No texto, por três vezes, o termo “corno” é utilizado erroneamente em vez da palavra correta “como”. Essa expressão popular e pejorativa certamente gerou estranheza aos leitores mais atentos.

Uma das frases afirma que um grupo de pessoas é apontado “corno” responsável pelo constante assessoramento jurídico e pela elaboração de minutas de decretos, com o intuito de consumar um golpe de Estado e subverter a ordem democrática.

Operação

A operação deflagrada pela Polícia Federal na manhã de quinta-feira, 8, tem como alvos aliados militares e políticos do ex-presidente Jair Bolsonaro.
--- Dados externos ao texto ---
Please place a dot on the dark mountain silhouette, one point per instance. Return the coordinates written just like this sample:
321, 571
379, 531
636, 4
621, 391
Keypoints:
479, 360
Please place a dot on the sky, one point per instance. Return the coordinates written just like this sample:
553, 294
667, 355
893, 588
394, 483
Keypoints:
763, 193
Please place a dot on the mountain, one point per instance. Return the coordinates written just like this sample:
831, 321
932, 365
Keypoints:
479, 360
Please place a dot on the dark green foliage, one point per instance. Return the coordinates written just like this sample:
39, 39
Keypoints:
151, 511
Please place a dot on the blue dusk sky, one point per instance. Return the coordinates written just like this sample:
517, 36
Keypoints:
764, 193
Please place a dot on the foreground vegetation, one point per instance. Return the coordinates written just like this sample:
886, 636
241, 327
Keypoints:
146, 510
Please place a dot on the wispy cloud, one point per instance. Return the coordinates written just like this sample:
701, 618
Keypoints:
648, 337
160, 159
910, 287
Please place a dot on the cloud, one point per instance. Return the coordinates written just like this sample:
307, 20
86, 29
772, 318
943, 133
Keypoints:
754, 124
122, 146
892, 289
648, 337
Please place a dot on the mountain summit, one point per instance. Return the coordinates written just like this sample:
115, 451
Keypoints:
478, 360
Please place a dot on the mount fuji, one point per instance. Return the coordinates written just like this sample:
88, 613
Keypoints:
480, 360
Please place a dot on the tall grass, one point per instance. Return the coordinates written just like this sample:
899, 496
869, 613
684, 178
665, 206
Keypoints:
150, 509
Entre os alvos das buscas estão o ex-ministro da Defesa e da Casa Civil Braga Netto, o ex-chefe do Gabinete de Segurança Institucional Augusto Heleno e o ex-ministro da Justiça Anderson Torres.

Além disso, o STF determinou que Bolsonaro entregue seu passaporte em até 24 horas. O documento foi confiscado pela PF na sede do PL, em Brasília, no início da tarde de quinta-feira.

Durante a operação, foram realizadas prisões. Segundo informações do Terra, foram presos Filipe Martins, ex-assessor especial de Bolsonaro; Marcelo Câmara, coronel do Exército citado em investigações sobre presentes oficiais vendidos pela gestão Bolsonaro e supostas fraudes nos cartões de vacina da família do ex-presidente; Rafael Martins, major das Forças Especiais do Exército; e Bernardo Romão Corrêa Netto, coronel do Exército que se encontra nos Estados Unidos, mas irá se apresentar à Justiça.

O presidente do PL, Valdemar Costa Neto, foi preso em flagrante por posse ilegal de arma. Embora ele fosse alvo de um mandado de busca e apreensão, o flagrante resultou em sua prisão.

No total, foram cumpridos 33 mandados de busca e apreensão, quatro mandados de prisão preventiva e 48 medidas cautelares diversas da prisão. Essas medidas incluem a proibição de manter contato com os demais investigados, proibição de sair do país com entrega dos passaportes em até 24 horas e suspensão do exercício de funções públicas.